Y no, no me refiero a los grupos que valientemente han dejado a un lado sus miedos y la vergüenza en la que han sido históricamente enajenados, para defender sus derechos y luchar por una vida realmente digna. Hago referencia contundente a los grupúsculos que, en nombre de sus más personalísimas convicciones, quieren apoderarse de las naciones, para hacerlas cavernas opuestas a derechos fundamentales de los sectores vulnerabilizados, entre ellos las juventudes.

Entonces, ¿cuál es el rol que nos corresponde? Transgredir. Es el momento de entregar el más valeroso ímpetu de lucha en favor de nuestros más profundos ideales, pues no habrá nadie que nos entregue gratuitamente el sueño de país o región que anhelamos. Nos toca pelear, con ideas, con legalidad, con trabajo y con compromiso cívico que derrote la incompetencia, la corrupción y la prolongación de ciertas figuras desgastadas, por tantos años en el poder (sin hacer nada bueno).

Tal y como diría el escritor costarricense Fabián Dobles Rodríguez: “¡Alerta ustedes!”, no perdamos esa identidad que nos debe caracterizar como jóvenes.
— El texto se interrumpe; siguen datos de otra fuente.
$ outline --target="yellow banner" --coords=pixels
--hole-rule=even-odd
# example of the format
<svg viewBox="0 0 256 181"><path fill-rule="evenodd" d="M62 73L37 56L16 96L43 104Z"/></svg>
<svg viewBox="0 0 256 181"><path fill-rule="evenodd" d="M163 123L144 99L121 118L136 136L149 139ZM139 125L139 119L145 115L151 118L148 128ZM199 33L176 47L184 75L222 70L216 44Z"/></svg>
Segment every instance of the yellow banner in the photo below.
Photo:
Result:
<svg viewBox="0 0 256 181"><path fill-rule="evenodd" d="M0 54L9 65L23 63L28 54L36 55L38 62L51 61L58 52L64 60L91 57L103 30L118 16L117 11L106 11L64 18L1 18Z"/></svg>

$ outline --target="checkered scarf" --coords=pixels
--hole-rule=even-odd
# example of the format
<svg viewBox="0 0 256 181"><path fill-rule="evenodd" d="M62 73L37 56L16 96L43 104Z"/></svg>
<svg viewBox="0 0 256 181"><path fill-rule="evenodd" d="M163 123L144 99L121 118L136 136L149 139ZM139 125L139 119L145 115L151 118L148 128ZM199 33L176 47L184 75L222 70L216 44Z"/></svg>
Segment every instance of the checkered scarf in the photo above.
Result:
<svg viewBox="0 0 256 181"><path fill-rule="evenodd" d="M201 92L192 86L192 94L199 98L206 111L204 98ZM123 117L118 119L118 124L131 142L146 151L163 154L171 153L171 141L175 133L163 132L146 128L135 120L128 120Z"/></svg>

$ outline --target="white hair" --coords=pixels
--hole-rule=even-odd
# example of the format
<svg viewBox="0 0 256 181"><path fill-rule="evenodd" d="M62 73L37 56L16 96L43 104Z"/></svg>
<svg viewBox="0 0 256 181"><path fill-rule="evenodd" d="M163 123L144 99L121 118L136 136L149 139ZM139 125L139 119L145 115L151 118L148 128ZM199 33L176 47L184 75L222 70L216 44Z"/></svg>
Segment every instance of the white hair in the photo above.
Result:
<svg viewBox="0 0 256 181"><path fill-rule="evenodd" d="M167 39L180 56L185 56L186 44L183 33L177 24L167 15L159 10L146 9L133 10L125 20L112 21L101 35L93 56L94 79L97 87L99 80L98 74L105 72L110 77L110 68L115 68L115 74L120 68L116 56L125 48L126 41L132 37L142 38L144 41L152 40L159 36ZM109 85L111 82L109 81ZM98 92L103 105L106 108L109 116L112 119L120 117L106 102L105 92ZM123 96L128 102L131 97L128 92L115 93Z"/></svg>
El vigor de nuestra generación debe descansar sobre juventudes atentas, que participen de los procesos de tomas de decisiones, de espacios donde se construya el bienestar de los pueblos.

Aspiro a una generación de gente joven latinoamericana que tome las riendas de sus naciones y construyan la región que soñamos muchas de esas personas que hemos sido acalladas por el “adultocentrismo” y por el político que pone a dedo a sus serviles. Aspiro a una generación nueva que tenga fuerza, que gane los procesos y gobierne con justicia social, transparencia y probidad.

Llegó nuestro momento, deseo que sean muchas las personas jóvenes de Latinoamérica que lean estas líneas. Las juventudes no somos el futuro, somos el presente que sacudirá las fibras más profundas de una sociedad sedienta de solidaridad, respeto y equidad entre sus partes. Tomemos el poder y demostremos a quienes nos quisieron detener, que somos la gente que sí es capaz de trabajar en horizontal, sin distingos, sin miedo a la diferencia generacional, sin miedo a las ideas, sin miedo a que la otra gente también piense.

Que cada día el sueño latinoamericano tenga un rostro más joven, no porque sea mala la participación de “gente grande”, sino porque ya fue suficiente el tiempo en que solo ustedes estuvieron, llegó nuestro momento de la historia y no titubearemos en tomarlo.